Ramazan Demir macht sich auf den Weg vom Gefangenentrakt ins Erdgeschoß. Es geht vorbei an der Besuchszone der Justizanstalt. Entlang des Gangs sitzen Männer, Frauen, Kinder und warten. In einer Ecke am Ende des Gangs türmen sich Plüschtiere, auch eine große Lokomotive aus Holz gibt es hier. Demir öffnet die Tür zum Büro der evangelischen Seelsorger. "Die Kollegen sind so nett und teilen ihr Büro mit uns", sagt er und schmunzelt. Er setzt sich und klappt seinen Laptop auf. Darauf hat er genau aufgelistet, was es bräuchte, um effektive Präventionsarbeit gegen die Radikalisierung zu leisten. "Wir benötigen sieben Planstellen. Damit wäre die Seelsorge in allen Justizanstalten abgedeckt. Kosten würde das den Staat rund 350.000 Euro im Jahr", sagt Demir. Um die Lücke ein klein wenig zu füllen, finanziert die Islamische Glaubensgemeinschaft seit einem Monat einen Seelsorger für die Josefstadt. "Es war kein leichter Weg. Und er musste vom Verfassungsschutz durchgecheckt werden. Aber jetzt ist er Vollzeit da", erklärt Ramazan Demir. Sein neuer Kollege hat Islamische Religionspädagogik studiert und bereits als Gefängnisseelsorger gearbeitet. "Von solchen kompetenten Leuten hätten wir noch viel mehr." Aber für mehr reiche das Geld der Glaubensgemeinschaft nicht.

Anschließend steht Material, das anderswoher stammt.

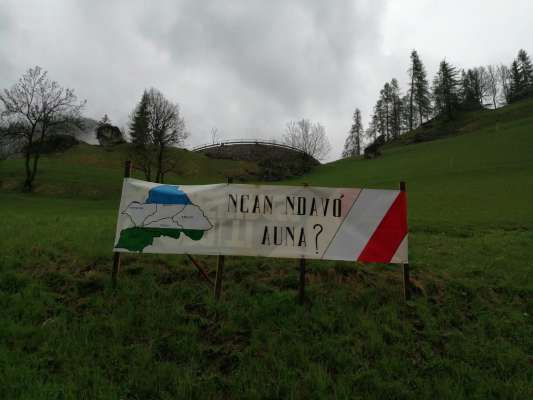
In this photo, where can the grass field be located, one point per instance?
(467, 333)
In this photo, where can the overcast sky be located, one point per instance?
(248, 67)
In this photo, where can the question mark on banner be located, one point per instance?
(317, 235)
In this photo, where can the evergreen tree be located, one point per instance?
(406, 121)
(419, 95)
(517, 86)
(446, 90)
(352, 146)
(473, 88)
(396, 109)
(525, 67)
(140, 135)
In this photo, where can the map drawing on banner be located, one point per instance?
(167, 211)
(367, 225)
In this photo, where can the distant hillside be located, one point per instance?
(85, 134)
(95, 172)
(480, 172)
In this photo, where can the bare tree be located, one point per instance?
(504, 78)
(156, 125)
(491, 78)
(32, 108)
(309, 137)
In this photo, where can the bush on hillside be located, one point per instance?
(109, 135)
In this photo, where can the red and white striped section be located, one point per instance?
(375, 229)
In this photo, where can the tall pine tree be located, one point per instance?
(419, 95)
(525, 67)
(352, 145)
(140, 136)
(446, 90)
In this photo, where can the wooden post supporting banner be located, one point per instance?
(202, 271)
(301, 289)
(405, 267)
(116, 255)
(218, 279)
(220, 267)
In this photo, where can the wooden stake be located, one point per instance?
(301, 291)
(116, 255)
(220, 265)
(405, 267)
(218, 279)
(202, 271)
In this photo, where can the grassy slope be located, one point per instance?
(93, 172)
(467, 334)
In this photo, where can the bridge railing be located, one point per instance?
(233, 142)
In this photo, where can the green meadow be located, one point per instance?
(467, 332)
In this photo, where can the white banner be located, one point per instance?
(366, 225)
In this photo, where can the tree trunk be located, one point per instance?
(159, 174)
(28, 187)
(27, 182)
(411, 102)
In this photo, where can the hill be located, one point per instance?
(95, 172)
(467, 332)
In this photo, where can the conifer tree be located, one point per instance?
(446, 90)
(419, 95)
(396, 109)
(525, 67)
(352, 145)
(517, 84)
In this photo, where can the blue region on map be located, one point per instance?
(167, 194)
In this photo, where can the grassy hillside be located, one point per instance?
(95, 172)
(467, 333)
(479, 176)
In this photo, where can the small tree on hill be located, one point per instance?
(309, 137)
(446, 90)
(492, 84)
(419, 95)
(156, 124)
(34, 107)
(504, 80)
(352, 145)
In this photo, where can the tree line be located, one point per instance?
(451, 91)
(36, 108)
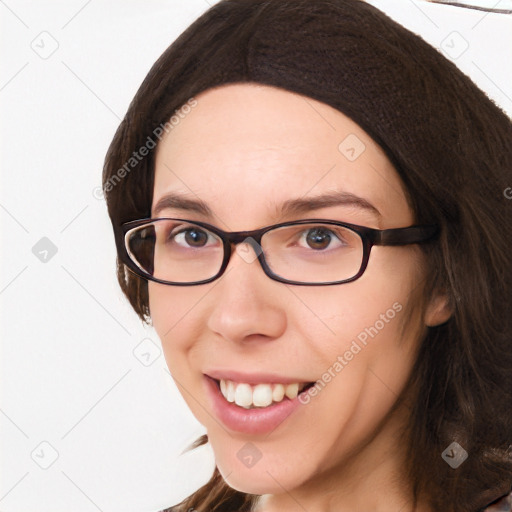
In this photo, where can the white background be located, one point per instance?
(86, 393)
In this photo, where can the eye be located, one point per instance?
(192, 236)
(320, 238)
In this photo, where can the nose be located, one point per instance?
(248, 305)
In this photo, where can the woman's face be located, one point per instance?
(244, 151)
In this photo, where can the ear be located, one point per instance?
(438, 310)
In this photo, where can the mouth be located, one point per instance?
(261, 395)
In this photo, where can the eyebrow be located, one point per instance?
(287, 208)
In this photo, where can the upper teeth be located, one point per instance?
(260, 395)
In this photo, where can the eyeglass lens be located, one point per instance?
(183, 252)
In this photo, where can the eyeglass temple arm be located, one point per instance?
(405, 236)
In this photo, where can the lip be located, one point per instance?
(251, 378)
(248, 421)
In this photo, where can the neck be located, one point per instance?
(371, 479)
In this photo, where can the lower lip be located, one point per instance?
(249, 421)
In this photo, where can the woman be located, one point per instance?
(308, 204)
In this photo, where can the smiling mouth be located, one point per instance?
(260, 395)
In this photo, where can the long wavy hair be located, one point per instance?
(452, 148)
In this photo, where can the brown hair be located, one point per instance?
(452, 148)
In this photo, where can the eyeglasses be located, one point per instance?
(305, 252)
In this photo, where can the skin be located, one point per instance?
(244, 149)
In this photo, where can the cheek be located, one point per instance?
(172, 315)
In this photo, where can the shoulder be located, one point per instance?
(503, 504)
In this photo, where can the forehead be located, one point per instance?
(246, 148)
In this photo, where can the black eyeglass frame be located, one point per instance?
(369, 236)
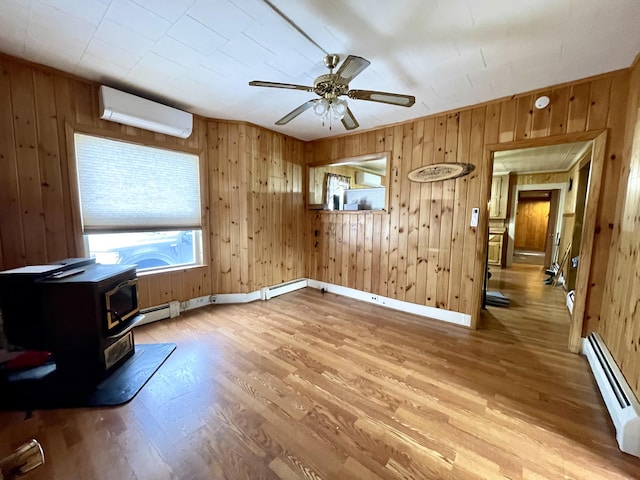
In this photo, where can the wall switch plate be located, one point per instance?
(475, 212)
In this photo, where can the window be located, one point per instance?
(356, 183)
(139, 205)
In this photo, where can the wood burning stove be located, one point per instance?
(83, 315)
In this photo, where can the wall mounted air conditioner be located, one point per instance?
(368, 179)
(121, 107)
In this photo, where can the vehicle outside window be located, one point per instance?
(147, 250)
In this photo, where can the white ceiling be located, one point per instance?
(552, 158)
(199, 55)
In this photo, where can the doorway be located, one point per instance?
(541, 210)
(535, 224)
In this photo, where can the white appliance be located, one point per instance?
(368, 179)
(122, 107)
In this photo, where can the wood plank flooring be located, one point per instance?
(316, 386)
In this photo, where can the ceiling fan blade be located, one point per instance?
(294, 113)
(383, 97)
(351, 67)
(349, 121)
(290, 86)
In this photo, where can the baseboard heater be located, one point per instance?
(282, 288)
(620, 400)
(160, 312)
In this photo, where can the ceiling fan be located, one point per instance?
(331, 86)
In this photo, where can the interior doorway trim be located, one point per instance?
(514, 208)
(599, 138)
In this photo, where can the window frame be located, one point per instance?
(81, 245)
(343, 161)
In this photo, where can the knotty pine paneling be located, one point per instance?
(619, 323)
(252, 188)
(256, 208)
(426, 252)
(39, 221)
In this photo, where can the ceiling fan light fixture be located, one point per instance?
(338, 108)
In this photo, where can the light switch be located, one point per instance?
(474, 216)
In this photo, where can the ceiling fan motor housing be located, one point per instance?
(331, 60)
(328, 87)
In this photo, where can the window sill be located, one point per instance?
(177, 268)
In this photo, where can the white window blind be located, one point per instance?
(124, 186)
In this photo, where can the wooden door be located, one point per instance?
(532, 218)
(551, 228)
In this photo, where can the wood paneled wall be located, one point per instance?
(619, 324)
(423, 250)
(252, 188)
(257, 207)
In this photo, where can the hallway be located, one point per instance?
(537, 313)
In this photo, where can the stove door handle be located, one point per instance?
(134, 322)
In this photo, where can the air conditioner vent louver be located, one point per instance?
(121, 107)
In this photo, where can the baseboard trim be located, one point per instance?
(282, 288)
(162, 312)
(222, 298)
(448, 316)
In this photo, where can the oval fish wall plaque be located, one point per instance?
(440, 171)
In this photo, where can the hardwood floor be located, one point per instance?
(316, 386)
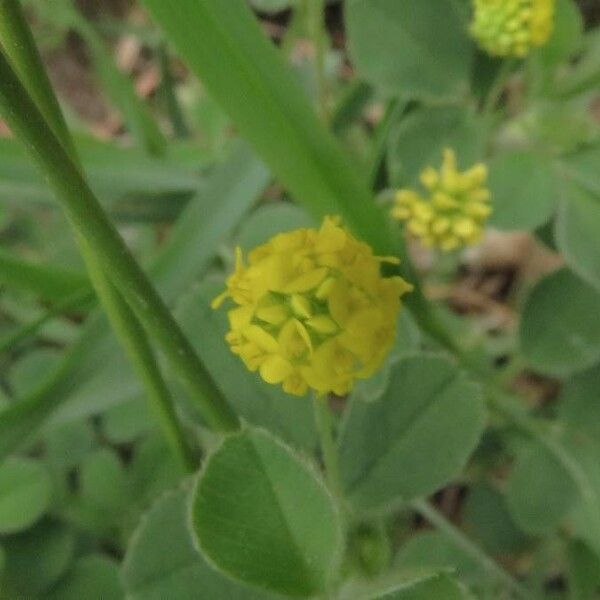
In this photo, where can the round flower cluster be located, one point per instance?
(313, 310)
(454, 213)
(512, 27)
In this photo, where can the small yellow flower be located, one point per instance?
(455, 211)
(312, 309)
(512, 27)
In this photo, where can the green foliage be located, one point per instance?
(426, 397)
(465, 467)
(150, 573)
(437, 587)
(247, 519)
(92, 577)
(25, 494)
(557, 335)
(536, 477)
(526, 190)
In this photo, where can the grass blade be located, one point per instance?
(271, 110)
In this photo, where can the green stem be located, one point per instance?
(90, 221)
(394, 109)
(324, 422)
(17, 38)
(475, 552)
(135, 343)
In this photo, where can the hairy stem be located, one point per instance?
(473, 550)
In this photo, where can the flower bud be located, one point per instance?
(512, 27)
(457, 206)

Im Justizministerium sieht man aber keinen akuten Handlungsbedarf. Für die religiöse Betreuung sei nun mal die jeweilige Glaubensgemeinschaft zuständig. Dass der Staat Vollzeitstellen für katholische Seelsorger finanziert, "hat historische Gründe", sagt Rudolf Jocher vom Justizministerium. Zudem verweist man darauf, dass das Ministerium für die Deradikalisierung von Häftlingen sowieso schon Maßnahmen setze, und zwar in Form einer Kooperation mit dem Verein Derad. Dieser wurde vor rund einem Jahr beauftragt, Gespräche mit radikalen Insassen zu führen. Insgesamt zwölf Betreuer - darunter Pädagogen, Psychologen, Politikund Islamwissenschaftler -sind in den Justizanstalten unterwegs. "Wir versuchen, im gemeinsamen Nachdenken über ideologische Überzeugungen und festgefahrene Weltanschauungen mit den Klienten zu diskutieren", erklärt Moussa Al-Hassan Diaw vom Verein Derad.

Hilfe lässt auf sich warten

Ramazan Demir ist dankbar für die Arbeit von Derad. "Wir freuen uns über jeden, der versucht, diese Leute aufzuklären." Die Schwierigkeit sei seiner Ansicht nach, dass die Insassen dessen Betreuer teilweise als "Leute vom Staat" ansehen. Zudem betreut Derad nur Häftlinge, die bereits wegen extremistischen Gedankenguts aufgefallen sind. Seelsorger hingegen würden alle Muslime erreichen. Und: "Sie haben im Gegensatz zu uns keine Schweigepflicht, deshalb vertraut man ihnen nicht so." Er hofft, dass Österreich bald dem Vorbild Hollands und mancher deutscher Bundesländer folgen und Vollzeitstellen für muslimische Gefängnisseelsorger schaffen wird. Hoffnung dazu besteht. Denn nach jahrelangen Gesprächen mit dem Justizministerium und dem Bundeskanzleramt hat man ihm zwar keine Unterstützung zugesagt. Immerhin aber gesteht Justizminister Wolfgang Brandstetter in einer Aussendung ein, dass in österreichischen Justizanstalten das "Angebot von Seelsorge leider zu gering ist". Ramazan Demir klappt seinen Laptop zu, steht auf und verabschiedet sich. Er ist in Eile, in ein paar Minuten beginnt das Freitagsgebet.